А Марк в это время все допытывался, кто прячется под плетнем. Он вытащил оттуда незнакомца, поставил на ноги и всматривался в него, тот прятался и не давался узнавать себя.
– Савелий Ильич! – заискивающим голосом говорил он, – ничего такого… вы не деритесь: я сам сдачи сдам…
– Что-то лицо твое мне знакомо! – сказал Марк, – какая темнота!
– Ах, – это не Савелий Ильич, ну, слава те Господи! – радостно сказал, отряхиваясь, незнакомый. – Я, сударь, садовник! Вон оттуда…
Он показал на сад вдали.
– Что ты тут делаешь?
– Да… пришел послушать, как соборный колокол ударит… а не то чтоб пустым делом заниматься… У нас часы остановились…
– Ну тебя к черту! – сказал Марк, оттолкнув его.
Тот перескочил через канаву и пропал в темноте.
Райский между тем воротился к главным воротам: он старался отворить калитку, но не хотел стучаться, чтоб не разбудить бабушку.
Он услышал чьи-то шаги по двору.
– Марина, Марина! – звал он вполголоса, думая, что она несет ему ужин, – отвори!
С той стороны отодвинули задвижку; Райский толкнул калитку ногой, и она отворилась. Перед ним стоял Савелий: он бросился на Райского и схватил его за грудь…
– А, постой, голубчик, я поквитаюсь с тобой – вместо Марины! – злобно говорил он, – смотри, пожалуй, в калитку лезет: а я там, как пень, караулю у плетня!..
Он припер спиной калитку, чтоб посетитель не ушел.
– Это я, Савелий! – сказал Райский. – Пусти.
– Кто это? – никак, барин! – в недоумении произнес Савелий и остановился как вкопанный.
– Как же вы изволили звать Марину! – медленно произнес он, помолчав, – нешто вы ее видели?
– Да, я еще с вечера просил ее оставить мне ужинать, – солгал он в пользу преступной жены, – и отпереть калитку. Она уж слышала, что я пришел… Пропусти гостя за мной, запри калитку и ступай спать.
– Слушаю-с! – медленно сказал он. Потом долго стоял на месте, глядя вслед Райскому и Марку. – Вот что! – расстановисто произнес он и тихо пошел домой.
На дороге он встретил Марину.
– Что тебе, леший, не спится? – сказала она и, согнув одно бедро, скользнула проворно мимо его, – бродит по ночам! Ты бы хоть лошадям гривы заплетал, благо нет домового! Срамит меня только перед господами! – ворчала она, несясь, как сильф, мимо его, с тарелками, блюдами, салфетками и хлебами в обеих руках, выше головы, но так, что ни одна тарелка не звенела, ни ложка, ни стакан не шевелились у ней.
Савелий, не глядя на нее, в ответ на ее воззвание, молча погрозил ей вожжой.
XV
Марк в самом деле был голоден: в пять, шесть приемов ножом и вилкой стерлядей как не бывало; но и Райский не отставал от него. Марина пришла убрать и унесла остов индейки.
– Хорошо бы чего-нибудь сладкого! – сказал Борис Павлович.
– Пирожного не осталось, – отвечала Марина, – есть варенье, да ключи от подвала у Василисы.
– Что за пирожное! – отозвался Марк, – нельзя ли сделать жжёнку? Есть ли ром?
Райский вопросительно взглянул на Марину.
– Должно быть, есть: барышня на «пудень» выдавали повару на завтра: я посмотрю в буфете…
– А сахар есть?
– У барышни в комнате, я достану, – сказала Марина и исчезла.

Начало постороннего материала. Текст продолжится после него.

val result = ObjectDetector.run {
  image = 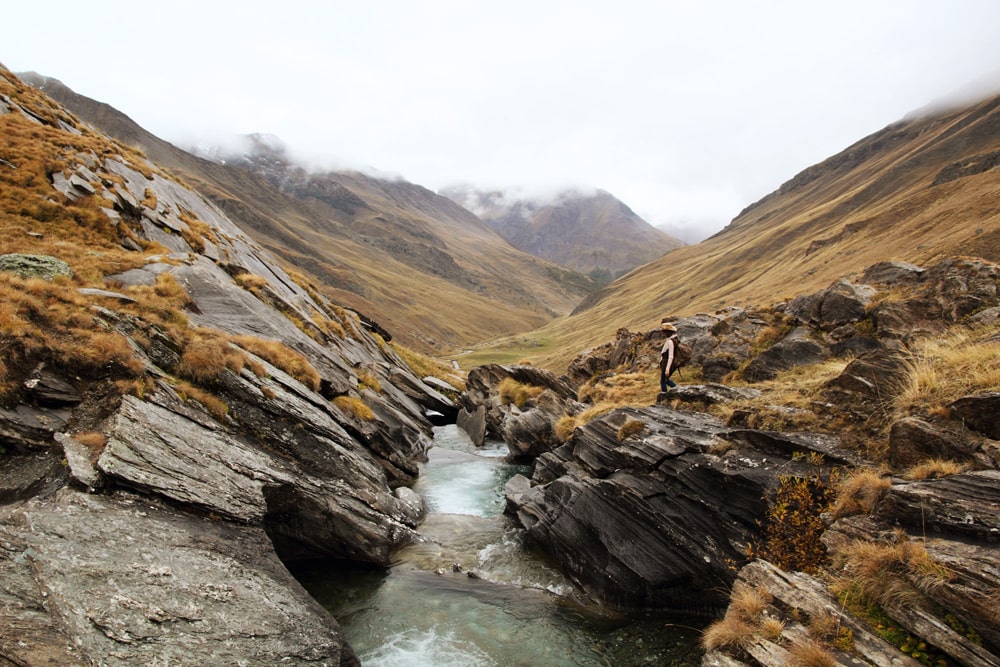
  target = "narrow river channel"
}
[295,426,704,667]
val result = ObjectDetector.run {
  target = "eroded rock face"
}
[507,406,834,611]
[0,488,360,666]
[0,81,440,665]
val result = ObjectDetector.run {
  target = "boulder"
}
[889,417,980,469]
[0,489,360,666]
[879,470,1000,545]
[825,349,908,414]
[507,406,844,612]
[657,384,761,405]
[948,391,1000,440]
[743,327,830,382]
[785,278,875,329]
[0,253,73,280]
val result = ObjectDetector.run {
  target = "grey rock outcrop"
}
[0,488,360,666]
[0,81,453,665]
[507,406,834,612]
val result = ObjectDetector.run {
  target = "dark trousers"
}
[660,355,677,391]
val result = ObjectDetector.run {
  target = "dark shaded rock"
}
[948,391,1000,440]
[785,278,875,328]
[458,364,579,452]
[507,406,844,611]
[720,429,864,465]
[0,450,66,504]
[879,470,1000,544]
[455,405,486,447]
[889,417,980,469]
[657,384,761,405]
[823,516,1000,665]
[24,369,83,407]
[826,349,907,413]
[743,327,830,382]
[0,253,73,280]
[0,489,360,666]
[0,403,71,451]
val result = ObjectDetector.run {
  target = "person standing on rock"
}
[660,319,677,391]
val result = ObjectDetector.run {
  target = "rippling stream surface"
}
[295,426,704,667]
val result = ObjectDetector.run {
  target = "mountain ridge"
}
[441,186,684,284]
[23,73,593,352]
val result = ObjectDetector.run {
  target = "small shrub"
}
[747,475,835,573]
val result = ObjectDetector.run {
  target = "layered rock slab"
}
[0,488,360,666]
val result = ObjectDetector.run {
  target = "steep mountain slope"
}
[23,74,592,351]
[484,89,1000,368]
[441,186,684,284]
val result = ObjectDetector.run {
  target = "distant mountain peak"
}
[440,185,684,283]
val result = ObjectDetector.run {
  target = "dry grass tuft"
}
[760,616,785,643]
[903,459,969,480]
[831,468,892,519]
[73,431,108,463]
[233,336,322,391]
[729,582,771,623]
[831,540,956,607]
[895,326,1000,417]
[618,417,646,442]
[701,614,754,653]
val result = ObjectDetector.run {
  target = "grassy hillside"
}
[25,75,593,352]
[474,96,1000,371]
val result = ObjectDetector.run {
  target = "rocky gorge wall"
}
[459,258,1000,665]
[0,80,454,665]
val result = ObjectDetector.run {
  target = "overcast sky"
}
[0,0,1000,240]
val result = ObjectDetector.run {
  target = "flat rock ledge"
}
[0,488,360,666]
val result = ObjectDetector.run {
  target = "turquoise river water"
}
[295,426,705,667]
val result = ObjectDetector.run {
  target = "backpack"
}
[674,334,694,370]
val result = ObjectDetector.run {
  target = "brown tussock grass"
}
[175,380,229,421]
[72,431,108,462]
[894,326,1000,418]
[701,613,754,653]
[831,540,957,607]
[617,417,646,442]
[729,582,772,623]
[831,468,892,519]
[232,336,322,391]
[177,329,246,384]
[903,459,969,480]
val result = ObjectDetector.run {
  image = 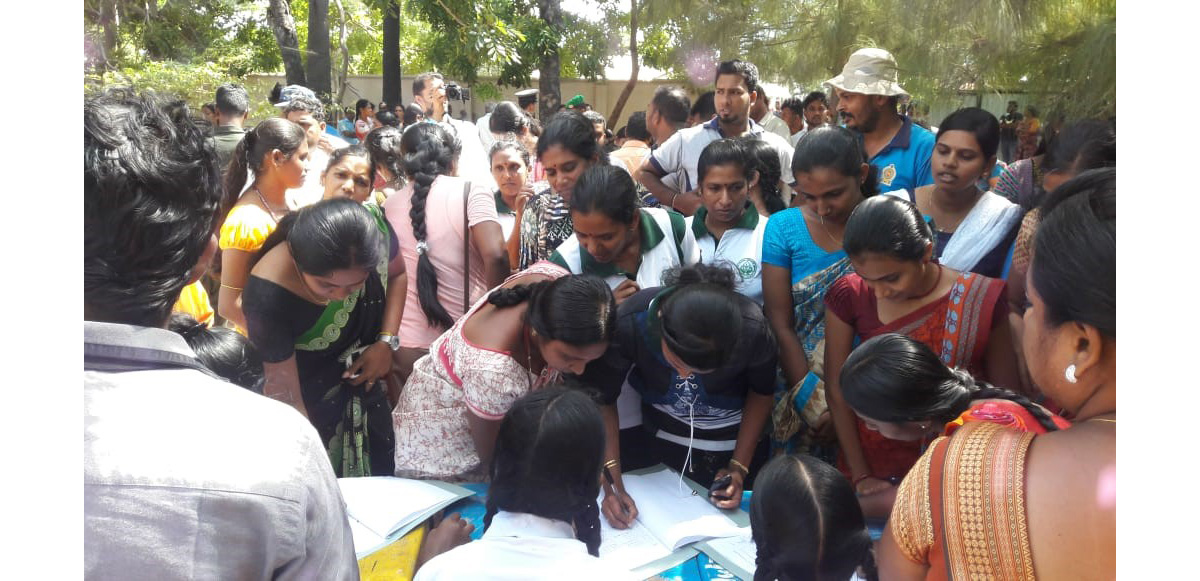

– И лимон! – крикнул ей вслед Марк.
Марина принесла бутылку рому, лимон, сахар, и жжёнка запылала. Свечи потушили, и синее пламя зловещим блеском озарило комнату. Марк изредка мешал ложкой ром; растопленный на двух вилках сахар, шипя, капал в чашку. Марк время от времени пробовал, готова ли жжёнка, и опять мешал ложкой.
– Итак… – сказал, помолчав, Райский и остановился.
– Итак!.. – повторил Марк вопросительно.
– Давно ли вы здесь в городе?
– Года два…
– Верно, скучаете.
– Я стараюсь развлекаться…
– Извините… я…
– Пожалуйста, без извинений! спрашивайте напрямик. В чем вы извиняетесь?
– В том, что не верю вам…
– В чем?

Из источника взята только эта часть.